Tüketicilerden, kamudan ve hükümetlerden gelen güven ve güvence, önümüzdeki yıl yapay zeka ve otonom teknoloji alanı için kritik konular olacak. Yine de Ernst & Young LLP’de EY-Parthenon Quantitative Strategies and Solutions yönetici direktörü Shawn Kimmel’e göre, bu güveni kazanmak otonom sistemlerin test edilmesi ve değerlendirilmesinde temel yenilikler gerektirecektir. Neyse ki, endüstri artık alanı dönüştürmeyi vaat eden yenilikçi tekniklere ve gelişmekte olan yöntemlere erişebiliyor.

Yeni özerklik ortamı

Otomasyon, tarihsel olarak “sıkıcı, kirli ve tehlikeli” işlerin yerini alacak şekilde sunuldu ve ister yer altı madenlerinde, ister açık deniz altyapı bakımında veya pandeminin yol açtığı tıbbi tesislerde olsun, durum böyle olmaya devam ediyor. Enerji, ticari mallar ve sağlık hizmetleri gibi çok önemli ve çeşitli sektörlerde insanları tehlikeden uzaklaştırmak değerli bir hedef olmaya devam ediyor.

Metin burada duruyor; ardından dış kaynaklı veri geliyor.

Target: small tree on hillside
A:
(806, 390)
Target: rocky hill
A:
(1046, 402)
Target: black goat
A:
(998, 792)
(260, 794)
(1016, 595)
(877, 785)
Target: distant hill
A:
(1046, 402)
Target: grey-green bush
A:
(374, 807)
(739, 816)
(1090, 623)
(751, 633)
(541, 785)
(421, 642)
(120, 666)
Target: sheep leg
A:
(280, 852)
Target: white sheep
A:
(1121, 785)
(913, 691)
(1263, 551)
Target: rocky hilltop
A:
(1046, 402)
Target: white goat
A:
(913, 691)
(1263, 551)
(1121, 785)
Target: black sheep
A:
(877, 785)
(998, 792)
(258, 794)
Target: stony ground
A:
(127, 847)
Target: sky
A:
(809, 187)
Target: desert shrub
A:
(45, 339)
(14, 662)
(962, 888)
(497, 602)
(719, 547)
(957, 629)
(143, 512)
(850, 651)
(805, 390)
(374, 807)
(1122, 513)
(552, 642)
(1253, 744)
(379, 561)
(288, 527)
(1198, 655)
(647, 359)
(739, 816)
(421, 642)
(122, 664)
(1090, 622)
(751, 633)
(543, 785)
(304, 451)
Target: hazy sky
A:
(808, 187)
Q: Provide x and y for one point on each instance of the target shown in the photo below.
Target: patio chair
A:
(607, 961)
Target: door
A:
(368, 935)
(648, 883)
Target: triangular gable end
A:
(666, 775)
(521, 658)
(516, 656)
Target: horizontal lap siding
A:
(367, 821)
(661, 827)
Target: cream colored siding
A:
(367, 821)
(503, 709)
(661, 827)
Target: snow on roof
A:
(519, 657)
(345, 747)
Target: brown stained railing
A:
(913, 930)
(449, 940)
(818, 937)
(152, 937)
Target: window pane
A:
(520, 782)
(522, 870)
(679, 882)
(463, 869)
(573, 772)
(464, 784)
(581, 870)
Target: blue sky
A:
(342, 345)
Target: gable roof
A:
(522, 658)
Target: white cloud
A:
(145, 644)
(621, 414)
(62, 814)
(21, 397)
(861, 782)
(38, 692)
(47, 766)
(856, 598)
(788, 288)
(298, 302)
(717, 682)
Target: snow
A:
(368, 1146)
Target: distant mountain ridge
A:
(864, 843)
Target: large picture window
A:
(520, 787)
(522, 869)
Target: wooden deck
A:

Ancak bilgisayar görüşü, yapay zeka, robot bilimi, malzemeler ve verilerdeki yenilikler sayesinde, kendi kendini yöneten teknolojiler artık bu uygulamaların ötesine geçerek günlük alanlarda ve ortamlarda verimliliği ve rahatlığı artırmanın yollarını buluyor, diyor Kimmel. Depo robotları, malzemeleri A’dan B’ye taşıyan yüceltilmiş tramvaylardan, uzayda serbestçe dolaşabilen, engelleri tanımlayabilen, stok seviyelerine göre rotaları değiştirebilen ve hassas öğeleri idare edebilen akıllı sistemlere dönüştü. Cerrahi kliniklerde robotlar, en ufak bir insan titremesinin bile olumsuz etkiler yarattığı mikrocerrahi prosedürlerde başarılıdır. Otonom araç sektöründeki girişimler, haritalama, veri yönetimi ve sensörler gibi niş alanlarda uygulamalar ve hizmetler geliştiriyor. Robot taksiler halihazırda San Francisco’da ticari olarak faaliyet gösteriyor ve Los Angeles’tan Chongqing’e doğru genişliyor.

Otonom teknoloji, halka açık yollardan tıbbi kliniklere kadar daha fazla bağlama girdikçe, güvenlik ve güvenilirlik aynı anda kanıtlanması daha önemli ve güvence altına alınması daha zor hale geliyor. Sürücüsüz araçlar ve insansız hava sistemleri şimdiden kazalara ve can kayıplarına neden oldu. Hem insan hem de otonom aracıları içeren “karma” ortamların, yeni güvenlik sorunları oluşturduğu belirlendi.

Otonom teknolojinin yeni alanlara yayılması, ekipman üreticilerinden yazılım girişimlerine kadar genişleyen bir paydaş kadrosunu da beraberinde getiriyor. Bu “sistemler sistemi” ortamı test, güvenlik ve doğrulama normlarını karmaşık hale getirir. Daha uzun tedarik zincirlerinin yanı sıra daha fazla veri ve bağlanabilirlik, güvenlik ve siber riski ortaya çıkarır veya vurgular.

Otonom sistemlerin davranışı daha karmaşık hale geldikçe ve paydaşların sayısı arttıkça, ortak bir çerçeveye ve terminolojiye sahip güvenlik modelleri ve birlikte çalışabilir test gereklilik haline gelir. Kimmel, “Konu otonom sistemler olduğunda, geleneksel sistem mühendisliği teknikleri sınırlarını zorladı” diyor. “Otonom sistemler daha karmaşık görevleri ve güvenlik açısından kritik işlevleri yerine getirdiğinden, çok daha geniş bir gereksinim setini test etmeye ihtiyaç var.” Bu ihtiyaç, sırayla, test maliyetlerinin balonlaşmasını önlemek için verimlilikleri bulmaya olan ilgiyi artırıyor.

Kimmel, bunun, arızalar arasındaki ortalama süre gibi geleneksel ölçütlere güvenmek yerine tahmine dayalı güvenlik performansı önlemleri ve beklenmedik “siyah kuğu” olaylarına hazırlık gibi yenilikler gerektirdiğini savunuyor. Ayrıca, en değerli ve etkili test durumlarını belirlemenin yollarını gerektirir. Endüstrinin, süreci gereğinden fazla karmaşık, maliyetli veya verimsiz hale getirmeden test tekniklerinin karmaşıklığını artırması gerekiyor. Bu amaca ulaşmak için, otonom sistemlerin çalışma talimatındaki bilinmeyenler kümesini yönetmesi, test ve güvenlik “durum alanını” yarı sonsuzdan test edilebilir bir koşullar kümesine indirmesi gerekebilir.

Test testleri

Otonom sistem güvenliği, testi ve güvencesi için araç seti gelişmeye devam ediyor. Dijital ikizler, otonom araçlar alanında bir geliştirme varlığı haline geldi. Sanal ve hibrit “döngü içi” test ortamları, tedarik zinciri genelinde birden çok kuruluş tarafından geliştirilen bileşenleri içeren sistem-of-system testine olanak tanıyor ve dijital büyütme yoluyla gerçek dünya testinin maliyetini ve karmaşıklığını azaltıyor.